Prioritising equity is a ‘must’, not a voluntary endeavour 


In December 2021 the mandate given to the intergovernmental negotiating body was to create an instrument that prioritises equity in pandemic prevention, preparedness and response. Equity was prioritised by WHO member states in their call for a new instrument, which “acknowledge[ed] the need to address gaps in preventing, preparing for and responding to health emergencies, including in development and distribution of, and unhindered, timely and equitable access to, medical countermeasures such as vaccines, therapeutics and diagnostics”. However, there is nothing in the current negotiating text to translate this objective into reality. 

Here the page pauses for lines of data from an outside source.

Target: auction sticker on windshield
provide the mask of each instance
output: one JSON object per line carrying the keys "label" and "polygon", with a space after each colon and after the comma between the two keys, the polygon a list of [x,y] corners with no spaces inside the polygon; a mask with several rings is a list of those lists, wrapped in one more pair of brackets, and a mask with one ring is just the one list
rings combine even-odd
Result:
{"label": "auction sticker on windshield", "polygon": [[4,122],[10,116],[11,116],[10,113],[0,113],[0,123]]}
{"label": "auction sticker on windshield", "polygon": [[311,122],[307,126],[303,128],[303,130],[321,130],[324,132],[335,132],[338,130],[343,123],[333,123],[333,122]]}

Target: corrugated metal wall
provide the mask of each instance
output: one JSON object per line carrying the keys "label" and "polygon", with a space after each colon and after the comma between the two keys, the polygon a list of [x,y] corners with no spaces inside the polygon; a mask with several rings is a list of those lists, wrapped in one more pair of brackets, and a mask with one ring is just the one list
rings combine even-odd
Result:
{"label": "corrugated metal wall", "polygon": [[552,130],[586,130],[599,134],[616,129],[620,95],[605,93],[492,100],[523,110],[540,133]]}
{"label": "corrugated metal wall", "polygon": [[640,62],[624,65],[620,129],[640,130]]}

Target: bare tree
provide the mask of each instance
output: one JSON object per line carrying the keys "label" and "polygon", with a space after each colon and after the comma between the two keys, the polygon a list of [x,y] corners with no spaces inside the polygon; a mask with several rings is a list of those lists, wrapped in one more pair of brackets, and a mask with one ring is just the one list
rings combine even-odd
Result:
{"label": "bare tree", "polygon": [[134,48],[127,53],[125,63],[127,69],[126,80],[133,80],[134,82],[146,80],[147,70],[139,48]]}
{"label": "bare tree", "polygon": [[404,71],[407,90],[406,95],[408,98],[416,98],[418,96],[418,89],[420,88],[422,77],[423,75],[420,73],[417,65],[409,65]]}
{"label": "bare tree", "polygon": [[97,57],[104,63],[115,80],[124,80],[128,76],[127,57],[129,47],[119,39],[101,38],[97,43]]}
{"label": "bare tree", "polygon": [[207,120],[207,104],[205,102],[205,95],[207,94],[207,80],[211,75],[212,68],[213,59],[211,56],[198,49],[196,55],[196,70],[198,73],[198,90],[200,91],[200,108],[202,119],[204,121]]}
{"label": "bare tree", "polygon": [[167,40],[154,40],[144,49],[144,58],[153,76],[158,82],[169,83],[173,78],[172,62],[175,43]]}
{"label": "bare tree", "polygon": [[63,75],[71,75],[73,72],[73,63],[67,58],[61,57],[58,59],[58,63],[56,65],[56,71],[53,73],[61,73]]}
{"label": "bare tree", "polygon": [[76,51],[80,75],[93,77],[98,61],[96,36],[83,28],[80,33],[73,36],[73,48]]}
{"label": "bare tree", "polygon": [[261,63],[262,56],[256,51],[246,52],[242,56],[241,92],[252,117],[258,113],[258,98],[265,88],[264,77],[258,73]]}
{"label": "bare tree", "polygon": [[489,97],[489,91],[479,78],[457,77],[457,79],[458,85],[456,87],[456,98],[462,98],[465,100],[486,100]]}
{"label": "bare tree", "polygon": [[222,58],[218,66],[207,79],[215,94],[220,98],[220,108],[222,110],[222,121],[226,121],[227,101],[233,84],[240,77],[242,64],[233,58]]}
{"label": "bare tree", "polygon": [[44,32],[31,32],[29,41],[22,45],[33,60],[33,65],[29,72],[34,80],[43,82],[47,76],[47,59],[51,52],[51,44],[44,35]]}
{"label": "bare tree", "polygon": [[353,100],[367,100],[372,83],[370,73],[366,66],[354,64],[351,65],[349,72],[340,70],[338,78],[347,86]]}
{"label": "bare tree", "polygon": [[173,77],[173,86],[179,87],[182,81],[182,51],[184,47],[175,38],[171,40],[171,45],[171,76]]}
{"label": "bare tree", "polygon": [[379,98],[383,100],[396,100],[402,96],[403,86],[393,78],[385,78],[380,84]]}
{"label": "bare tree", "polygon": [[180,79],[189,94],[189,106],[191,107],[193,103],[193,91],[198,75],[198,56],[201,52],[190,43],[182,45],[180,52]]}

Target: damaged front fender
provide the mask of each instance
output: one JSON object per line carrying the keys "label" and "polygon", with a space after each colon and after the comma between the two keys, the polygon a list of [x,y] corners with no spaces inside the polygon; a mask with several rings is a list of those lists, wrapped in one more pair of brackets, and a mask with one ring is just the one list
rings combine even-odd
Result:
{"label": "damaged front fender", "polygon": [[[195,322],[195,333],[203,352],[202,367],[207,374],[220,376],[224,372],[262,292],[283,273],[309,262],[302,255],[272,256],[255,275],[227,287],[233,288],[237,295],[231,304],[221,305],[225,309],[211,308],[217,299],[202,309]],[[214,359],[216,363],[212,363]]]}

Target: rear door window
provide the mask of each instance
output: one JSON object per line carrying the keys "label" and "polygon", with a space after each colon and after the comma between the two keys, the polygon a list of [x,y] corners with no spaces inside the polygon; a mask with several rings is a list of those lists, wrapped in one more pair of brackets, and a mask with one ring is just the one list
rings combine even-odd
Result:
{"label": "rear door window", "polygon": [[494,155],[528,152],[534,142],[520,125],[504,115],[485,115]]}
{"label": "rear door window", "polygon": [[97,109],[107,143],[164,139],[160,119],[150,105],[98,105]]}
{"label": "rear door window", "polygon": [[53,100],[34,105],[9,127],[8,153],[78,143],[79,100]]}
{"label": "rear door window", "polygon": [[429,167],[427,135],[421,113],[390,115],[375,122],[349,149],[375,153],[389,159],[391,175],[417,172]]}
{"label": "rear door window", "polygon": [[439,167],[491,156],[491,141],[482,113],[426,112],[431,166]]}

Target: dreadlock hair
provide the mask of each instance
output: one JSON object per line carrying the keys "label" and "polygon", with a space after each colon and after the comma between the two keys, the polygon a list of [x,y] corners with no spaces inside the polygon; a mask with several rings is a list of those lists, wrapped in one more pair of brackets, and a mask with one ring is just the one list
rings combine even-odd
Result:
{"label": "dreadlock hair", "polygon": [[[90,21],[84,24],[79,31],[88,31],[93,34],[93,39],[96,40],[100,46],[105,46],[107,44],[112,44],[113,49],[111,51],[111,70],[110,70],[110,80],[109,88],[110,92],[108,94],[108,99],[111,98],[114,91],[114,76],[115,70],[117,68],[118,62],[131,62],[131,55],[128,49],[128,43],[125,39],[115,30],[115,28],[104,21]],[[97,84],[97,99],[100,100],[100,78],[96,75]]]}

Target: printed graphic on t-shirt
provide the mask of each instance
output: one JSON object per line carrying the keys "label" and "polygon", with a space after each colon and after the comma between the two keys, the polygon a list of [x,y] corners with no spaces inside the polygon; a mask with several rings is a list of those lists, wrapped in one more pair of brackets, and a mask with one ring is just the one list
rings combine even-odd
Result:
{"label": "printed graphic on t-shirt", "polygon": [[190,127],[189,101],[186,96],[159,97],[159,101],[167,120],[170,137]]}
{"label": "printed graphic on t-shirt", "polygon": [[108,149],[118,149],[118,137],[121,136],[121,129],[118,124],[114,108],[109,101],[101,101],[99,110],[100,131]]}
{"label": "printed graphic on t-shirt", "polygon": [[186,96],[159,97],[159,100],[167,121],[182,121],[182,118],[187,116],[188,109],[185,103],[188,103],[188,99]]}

All proposals related to equitable access are conditional and acknowledged only through non-binding language in the current text – “as appropriate”, “voluntary and mutually agreed terms”, “shall endeavour”, “in accordance with national law”. There is no concrete equity-related provision in the negotiating text except the abovementioned access to 10% of real-time production under article 12 to facilitate predictable access to health products or technologies. 

If the negotiators rush to conclude the negotiations with the existing proposals, Global South governments and people will not be in a better position to respond when the next pandemic comes. South Africa and the Africa Group must prioritise substance over speed and avoid the early conclusion of the negotiations to avoid equity being sacrificed in this process. DM

Lauren Paremoer is an associate professor in the Political Studies Department at the University of Cape Town.